The discovery that our subjects’ mESS scores correlated only to the frequency of apneas and hypopnea (R2 = 0.50, P < 0.001) by multiple linear regression is very similar to what Jones found (R2 = 0.23, P < 0.001) [19], except for the higher coefficient of correlation in our study. Sampling bias might be one of the reasons for this discrepancy. Our patients were much more severe: 64% OSA patients in our study had AHI more than 25 h−1, compared to just 36% in Jones’s study. We postulate that the more severe OSA a patient suffers, the less likely his or her EDS is contributed by confounding factors or overlapping comorbidities.

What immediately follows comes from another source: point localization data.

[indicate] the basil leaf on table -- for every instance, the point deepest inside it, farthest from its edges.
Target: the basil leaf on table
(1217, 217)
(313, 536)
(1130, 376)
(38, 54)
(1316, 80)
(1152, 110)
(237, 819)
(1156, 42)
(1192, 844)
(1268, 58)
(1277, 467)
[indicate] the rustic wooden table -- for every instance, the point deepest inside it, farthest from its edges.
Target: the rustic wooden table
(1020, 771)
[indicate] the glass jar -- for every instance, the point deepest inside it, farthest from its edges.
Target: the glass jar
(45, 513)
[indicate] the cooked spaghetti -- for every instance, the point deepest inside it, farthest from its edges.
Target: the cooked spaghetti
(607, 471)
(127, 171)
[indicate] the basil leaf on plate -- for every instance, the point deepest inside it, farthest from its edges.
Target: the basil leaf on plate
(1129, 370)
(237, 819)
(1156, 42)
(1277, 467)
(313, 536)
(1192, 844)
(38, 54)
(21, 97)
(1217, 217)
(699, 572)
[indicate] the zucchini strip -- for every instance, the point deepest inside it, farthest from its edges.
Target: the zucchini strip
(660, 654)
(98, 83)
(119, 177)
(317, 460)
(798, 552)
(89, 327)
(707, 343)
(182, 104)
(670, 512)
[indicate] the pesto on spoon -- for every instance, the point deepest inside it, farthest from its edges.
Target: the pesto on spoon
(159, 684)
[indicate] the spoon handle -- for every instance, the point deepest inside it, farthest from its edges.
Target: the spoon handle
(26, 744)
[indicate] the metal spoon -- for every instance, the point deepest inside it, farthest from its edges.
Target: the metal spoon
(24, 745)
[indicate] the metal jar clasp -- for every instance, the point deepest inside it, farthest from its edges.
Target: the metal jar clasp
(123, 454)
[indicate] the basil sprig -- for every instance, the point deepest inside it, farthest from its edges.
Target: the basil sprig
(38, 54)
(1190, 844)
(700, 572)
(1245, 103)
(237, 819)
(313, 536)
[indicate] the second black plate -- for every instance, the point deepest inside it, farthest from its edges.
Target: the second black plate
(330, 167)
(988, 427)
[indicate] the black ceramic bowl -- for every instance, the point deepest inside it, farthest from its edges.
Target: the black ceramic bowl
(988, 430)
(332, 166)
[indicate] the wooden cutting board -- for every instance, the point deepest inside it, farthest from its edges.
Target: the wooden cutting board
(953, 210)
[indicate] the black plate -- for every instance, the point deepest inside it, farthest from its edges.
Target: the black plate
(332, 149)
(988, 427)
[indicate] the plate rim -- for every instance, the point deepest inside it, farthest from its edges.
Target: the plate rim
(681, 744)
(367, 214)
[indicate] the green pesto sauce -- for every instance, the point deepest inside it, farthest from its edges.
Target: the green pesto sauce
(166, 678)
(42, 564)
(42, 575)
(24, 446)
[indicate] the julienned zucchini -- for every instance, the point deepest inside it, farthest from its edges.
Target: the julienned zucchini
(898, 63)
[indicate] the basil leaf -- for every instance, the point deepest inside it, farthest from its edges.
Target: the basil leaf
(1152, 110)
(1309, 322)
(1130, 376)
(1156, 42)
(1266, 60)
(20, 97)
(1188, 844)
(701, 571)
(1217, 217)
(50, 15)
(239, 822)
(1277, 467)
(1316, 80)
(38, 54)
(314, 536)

However, the mESS is not reliable for normal subjects because of low internal consistency and more than one measurement dimension (Tables 1, 2). The studies based on Australian [11], German-speaking Swiss [10], and Hong Kong Chinese [12] also indicated that the internal consistency of the ESS as applied to normal subject was inferior to that for patients (Cronbach’s alphas of normal subjects vs. SDB patients were 0.73 vs. 0.88, 0.60 vs. 0.83, and 0.69 vs. 0.80, respectively) implying the irrelevancy of this questionnaire to subjects without EDS. Although the Australian study obtained an acceptable Cronbach’s alpha (0.73) for the medical students, the students could not be regarded as normal. They were more sleepy (ESS 7.6 ± 3.9) than the healthy Australian subjects (ESS 5.9 ± 2.2) in another investigation [1, 11].

We conclude that not only is the modification of ESS necessary, but also that the mESS improves the validity of ESS in assessment of EDS for patients with SDB in central China.